# autosmart?



## paddymk5 (Aug 7, 2010)

has anyone got any contact details for an autosmart rep in n ireland?


----------



## CivicTypeR. (Aug 15, 2010)

ye mate his name is stephen pollock very nice fella and tell him your a member on rms and he wil do things as cheap as he can for you. i was talking to him tonight and his van is in getting fixed but he should have it back on the road for wednesday well hopefully as im looking to see him on wednesday , bis number is 07979533360


----------



## paddymk5 (Aug 7, 2010)

thanks mate thats great


----------



## gt-hdi (Jun 6, 2010)

How many reps is there in NI is it just the one or is there a few?


----------



## ClarkeG (Jun 17, 2006)

gt-hdi said:


> How many reps is there in NI is it just the one or is there a few?
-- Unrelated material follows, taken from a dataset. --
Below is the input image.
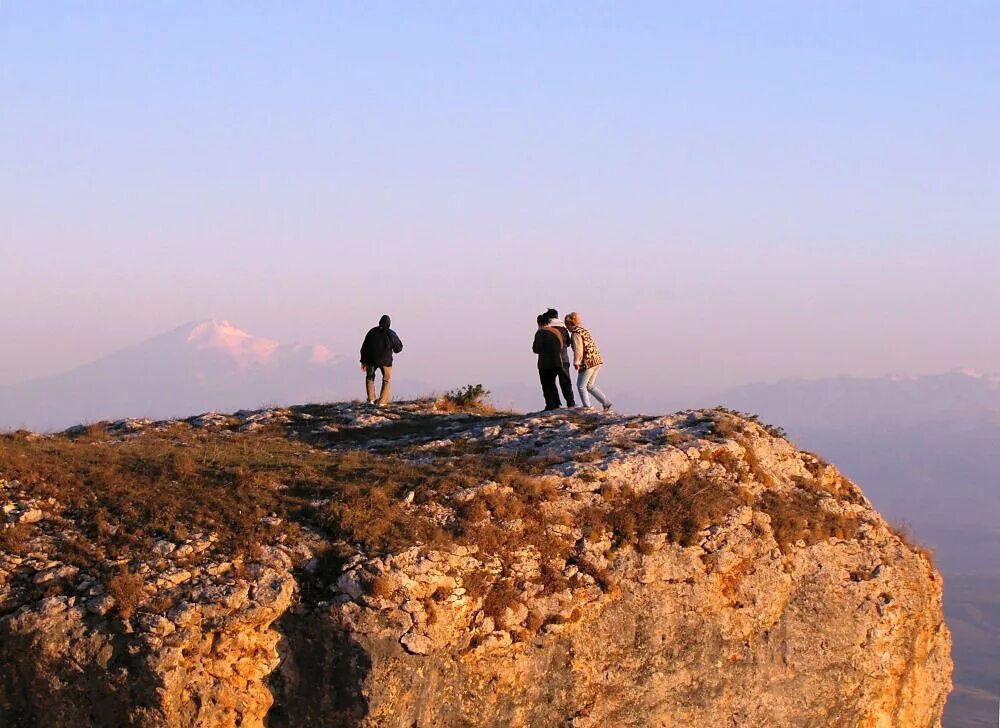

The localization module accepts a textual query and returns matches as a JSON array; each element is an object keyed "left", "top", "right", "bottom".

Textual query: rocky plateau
[{"left": 0, "top": 401, "right": 951, "bottom": 728}]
Just the one as far as I am aware.

Clarke


----------



## Cookies (Dec 10, 2008)

Hi All,

As far as i know there are a number of Autosmart reps in NI. Stephen Pollard does the south east.

He's an absolute star and a pleasure to deal with. He also charges a reasonable price for his stuff.

Need any details, PM me.

Cheers 

Cookies


----------



## Sue J (Jan 26, 2006)

gt-hdi said:


> How many reps is there in NI is it just the one or is there a few?


There are 3 franchisees covering NI. 
Sue


----------



## paulmc08 (Feb 3, 2009)

Michael Winters cover's the North West (i think)


----------